🤖 AI Summary
Existing 5G network simulators struggle to accurately reproduce the dynamic feedback between commercial base station schedulers and applications, leading to significant discrepancies between simulated and real-world behavior. This work proposes a machine learning–based, high-fidelity 5G simulation framework that leverages high-resolution network telemetry data to learn base station scheduling policies, dynamically predicting resource block allocation and modulation schemes. It further incorporates a traffic inversion model to reconstruct background user traffic, enabling, for the first time, multi-client scheduler behavior emulation. Implemented as a high-performance Linux middlebox, the framework reduces simulation errors by 55%, 57%, and 51% for key performance indicators—web page load time, WebRTC bitrate, and cloud gaming one-way latency, respectively—substantially narrowing the gap between traditional trace-based simulation and real network conditions.
📝 Abstract
Current and future applications demand ultra-low latency and consistent throughput, yet frequently traverse 5G cellular networks, so cope with volatile packet dynamics, as 5G base station schedulers dynamically react to user workloads and wireless channel conditions.

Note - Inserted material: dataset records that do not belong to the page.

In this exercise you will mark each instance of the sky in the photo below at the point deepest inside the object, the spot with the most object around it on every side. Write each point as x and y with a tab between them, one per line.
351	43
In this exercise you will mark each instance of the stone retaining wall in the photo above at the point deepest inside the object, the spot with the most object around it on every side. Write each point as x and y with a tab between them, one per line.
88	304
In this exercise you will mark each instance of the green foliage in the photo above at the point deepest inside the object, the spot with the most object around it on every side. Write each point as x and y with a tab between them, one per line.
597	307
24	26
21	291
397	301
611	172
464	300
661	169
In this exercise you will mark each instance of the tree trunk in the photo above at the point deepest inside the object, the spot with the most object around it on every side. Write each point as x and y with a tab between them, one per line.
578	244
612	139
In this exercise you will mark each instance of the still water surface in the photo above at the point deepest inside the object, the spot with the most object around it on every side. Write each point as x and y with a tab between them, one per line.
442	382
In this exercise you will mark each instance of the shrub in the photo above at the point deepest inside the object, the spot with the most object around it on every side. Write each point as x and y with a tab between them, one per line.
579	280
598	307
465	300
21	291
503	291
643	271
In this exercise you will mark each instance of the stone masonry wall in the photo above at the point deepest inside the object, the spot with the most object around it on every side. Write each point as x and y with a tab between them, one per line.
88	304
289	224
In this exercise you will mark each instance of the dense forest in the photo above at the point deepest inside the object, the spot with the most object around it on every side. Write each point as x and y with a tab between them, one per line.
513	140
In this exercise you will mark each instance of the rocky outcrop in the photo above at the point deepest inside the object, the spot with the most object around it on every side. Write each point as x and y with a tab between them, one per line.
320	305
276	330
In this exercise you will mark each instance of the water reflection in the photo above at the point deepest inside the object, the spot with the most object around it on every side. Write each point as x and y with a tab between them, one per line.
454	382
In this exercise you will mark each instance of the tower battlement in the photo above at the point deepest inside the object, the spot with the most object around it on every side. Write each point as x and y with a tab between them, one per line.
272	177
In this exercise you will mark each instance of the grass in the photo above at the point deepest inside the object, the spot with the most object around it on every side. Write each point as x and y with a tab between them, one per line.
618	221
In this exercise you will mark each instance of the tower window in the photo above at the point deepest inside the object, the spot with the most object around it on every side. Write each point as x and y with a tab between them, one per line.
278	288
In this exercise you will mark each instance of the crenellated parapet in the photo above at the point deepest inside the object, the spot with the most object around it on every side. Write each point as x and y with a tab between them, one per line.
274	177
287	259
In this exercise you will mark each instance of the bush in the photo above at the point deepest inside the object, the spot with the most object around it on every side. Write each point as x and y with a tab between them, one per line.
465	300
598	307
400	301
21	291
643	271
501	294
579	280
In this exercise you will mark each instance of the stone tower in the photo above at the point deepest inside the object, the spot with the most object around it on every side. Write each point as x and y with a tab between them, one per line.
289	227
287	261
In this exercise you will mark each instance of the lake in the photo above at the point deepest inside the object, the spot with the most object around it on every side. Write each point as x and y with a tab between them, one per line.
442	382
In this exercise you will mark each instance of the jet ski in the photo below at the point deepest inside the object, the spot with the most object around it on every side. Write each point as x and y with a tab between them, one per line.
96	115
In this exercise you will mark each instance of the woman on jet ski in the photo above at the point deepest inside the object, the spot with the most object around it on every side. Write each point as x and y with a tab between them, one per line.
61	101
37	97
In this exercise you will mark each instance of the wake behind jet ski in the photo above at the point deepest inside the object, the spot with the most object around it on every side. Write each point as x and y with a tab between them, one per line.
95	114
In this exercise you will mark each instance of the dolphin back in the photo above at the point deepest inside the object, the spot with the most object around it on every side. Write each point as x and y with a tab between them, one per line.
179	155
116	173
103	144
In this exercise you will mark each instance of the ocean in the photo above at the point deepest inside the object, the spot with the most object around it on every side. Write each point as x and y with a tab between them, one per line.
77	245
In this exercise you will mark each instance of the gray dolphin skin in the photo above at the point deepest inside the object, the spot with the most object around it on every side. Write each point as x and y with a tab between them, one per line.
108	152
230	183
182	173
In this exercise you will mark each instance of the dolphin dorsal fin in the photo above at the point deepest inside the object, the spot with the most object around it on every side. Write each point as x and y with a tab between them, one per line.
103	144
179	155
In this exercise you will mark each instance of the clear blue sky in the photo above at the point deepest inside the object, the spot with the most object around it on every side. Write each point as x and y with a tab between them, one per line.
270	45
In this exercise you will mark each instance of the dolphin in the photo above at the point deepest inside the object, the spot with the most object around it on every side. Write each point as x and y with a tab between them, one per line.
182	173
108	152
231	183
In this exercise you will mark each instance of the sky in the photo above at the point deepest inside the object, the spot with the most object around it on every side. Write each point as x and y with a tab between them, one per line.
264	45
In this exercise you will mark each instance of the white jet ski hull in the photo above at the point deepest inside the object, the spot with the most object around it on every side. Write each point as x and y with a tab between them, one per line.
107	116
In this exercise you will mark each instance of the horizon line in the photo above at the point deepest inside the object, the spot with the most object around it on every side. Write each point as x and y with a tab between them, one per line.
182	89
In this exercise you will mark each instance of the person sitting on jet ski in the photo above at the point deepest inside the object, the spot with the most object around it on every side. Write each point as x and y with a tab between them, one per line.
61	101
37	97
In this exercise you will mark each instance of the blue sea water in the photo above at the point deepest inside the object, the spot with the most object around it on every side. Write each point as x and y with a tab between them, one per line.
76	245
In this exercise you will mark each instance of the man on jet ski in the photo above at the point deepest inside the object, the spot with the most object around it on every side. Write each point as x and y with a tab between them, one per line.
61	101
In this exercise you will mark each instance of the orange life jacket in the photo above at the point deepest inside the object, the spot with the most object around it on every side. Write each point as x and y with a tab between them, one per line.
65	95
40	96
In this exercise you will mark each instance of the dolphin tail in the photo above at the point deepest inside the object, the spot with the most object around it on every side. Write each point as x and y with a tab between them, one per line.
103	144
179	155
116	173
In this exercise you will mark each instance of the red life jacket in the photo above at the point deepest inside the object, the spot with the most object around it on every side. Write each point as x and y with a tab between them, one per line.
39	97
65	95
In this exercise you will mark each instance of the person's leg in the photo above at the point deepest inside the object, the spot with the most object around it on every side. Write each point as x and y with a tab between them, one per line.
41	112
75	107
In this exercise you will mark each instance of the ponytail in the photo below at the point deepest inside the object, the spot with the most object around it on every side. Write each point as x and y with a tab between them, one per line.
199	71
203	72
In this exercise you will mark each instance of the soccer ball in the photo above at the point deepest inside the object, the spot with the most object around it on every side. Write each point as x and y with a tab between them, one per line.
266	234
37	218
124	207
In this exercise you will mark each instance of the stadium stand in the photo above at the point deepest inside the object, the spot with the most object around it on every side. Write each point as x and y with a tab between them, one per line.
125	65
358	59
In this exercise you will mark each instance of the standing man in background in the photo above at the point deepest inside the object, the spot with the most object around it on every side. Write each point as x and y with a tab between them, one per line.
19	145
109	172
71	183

The task of evaluating network algorithms in these environments is hamstrung by current tools: record-and-replay emulators sever the feedback interaction that exists between application end points and a commercial operator's proprietary 5G scheduler, while full-stack simulators rely on overly simplistic scheduling logic. To bridge this reality gap, we present NeuralEmu, a high-fidelity, machine learning-based emulation framework that learns complex 5G scheduler resource allocation behaviors directly from extremely high-resolution network telemetry tools. The first emulator to handle multiple clients, NeuralEmu utilizes machine learning to dynamically predict resource block allocations and modulation schemes based on instantaneous user buffer occupancy and channel states. To capture realistic cross-user contention, a traffic reconstruction model inverts cellular network scheduling results to recover the underlying traffic patterns of uncontrolled background users. Implemented as an high-performance Linux middlebox emulator, NeuralEmu reduces emulation error relative to the state of the art for various network applications including but not limited to 55% for web-page load time, 57% for WebRTC encoder bit rate, and 51% for cloud gaming packet one-way delay, providing an accurate, standardized testing ground for tomorrow's real-time interactive network protocols and applications.